Would I be better off going with a 200 Watt Stereo Receiver that has an
A, B, and A/B speaker setting (effectively getting 50 Watts to each of
the four speakers when running A/B), or is there a way that I'd be able
to use a Surround Sound Receiver of the 100 Watt per channel variety to
get 100 Watts to each speaker? I'm completely uneducated on the whole
world of surround sound and how those receivers work, but I'm thinking
there may be a way to use such a receiver to accomplish what I'm
looking for, while also giving me the ability to choose speaker set A,
speaker set B, or both. There are times where I only want music on one
side of the yard or the other...

Any sound advice would be appreciated! ;-)

Walt
April 7th 06, 07:59 PM
snowsharkeus wrote:

> I have two sets of outdoor speakers (one on one side of my yard and
> another on the other side of my yard...picture a pie shaped lot with a
> house dysecting the slice of pie) that are currently connected to an
> under-powered receiver.
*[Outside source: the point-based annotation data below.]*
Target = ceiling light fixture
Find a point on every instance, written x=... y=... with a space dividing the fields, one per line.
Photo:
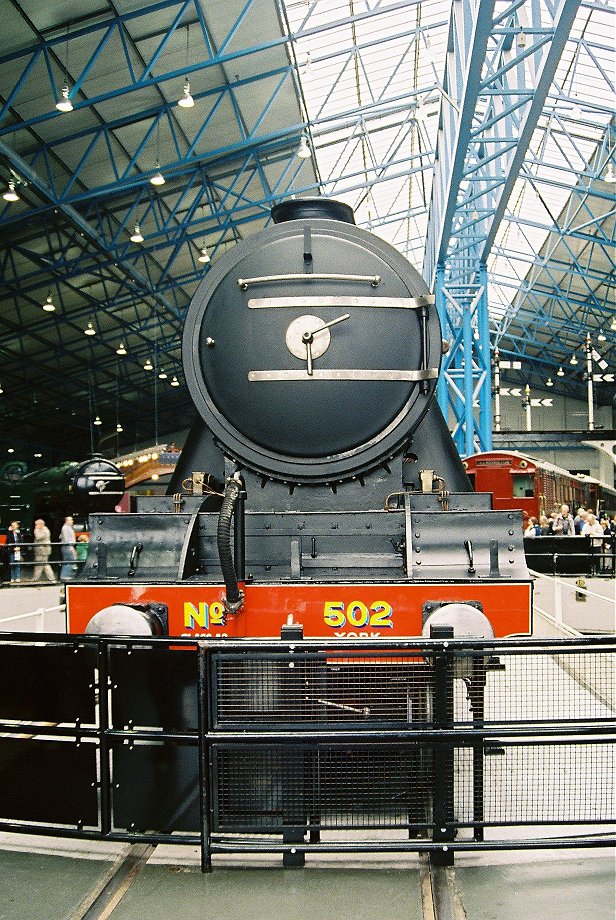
x=11 y=194
x=186 y=101
x=303 y=151
x=64 y=103
x=157 y=178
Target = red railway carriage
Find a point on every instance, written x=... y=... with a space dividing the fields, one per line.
x=536 y=486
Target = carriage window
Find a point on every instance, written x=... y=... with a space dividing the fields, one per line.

I'm looking to replace the receiver with
> something with more power. However, I only need STEREO audio, not
> surround sound.
>
> Would I be better off going with a 200 Watt Stereo Receiver that has an
> A, B, and A/B speaker setting (effectively getting 50 Watts to each of
> the four speakers when running A/B), or is there a way that I'd be able
> to use a Surround Sound Receiver of the 100 Watt per channel variety to
> get 100 Watts to each speaker? I'm completely uneducated on the whole
> world of surround sound and how those receivers work, but I'm thinking
> there may be a way to use such a receiver to accomplish what I'm
> looking for, while also giving me the ability to choose speaker set A,
> speaker set B, or both. There are times where I only want music on one
> side of the yard or the other...


Most surround sound receivers use smallish amplifiers for the rear
channels and what comes out of the rear is not going to be the main
stereo program. In short, you don't want to attempt to use a surround
sound receiver for your situation.

The simplest way to do it is just get a receiver with A and B speaker
outputs. Note that when you connect both sets of speakers, the amp will
see a 4 ohm load instead of an 8 ohm load, and typically an amp will put
out 150% to 200% as much power into a 4 ohm load as it will into an 8
ohm load.

If you go with, say, a 100 watt per channel amp, it should put out
something like 150 watts per channel into four ohms. Stated another
way, when you're running one set of speakers you can push 100 wats per
box, but when you run both sets each box will get 75, not 50 as might be
expected. Better amps will have specs for 8 ohm ond 4 ohm loads - look
at that figure. And keep in mind that 75 watts should be plenty to
annoy your neighbors.

Another approach is separate amps for each set of speakers. This has
the advantage of allowing separate volume control (as opposed to ON/OFF
with the single receiver). If you don't need separate volume control, go
with one amp/receiver.

//Walt

snowsharkeus
April 8th 06, 01:08 AM
Thanks!! This is exactly the info I was looking for!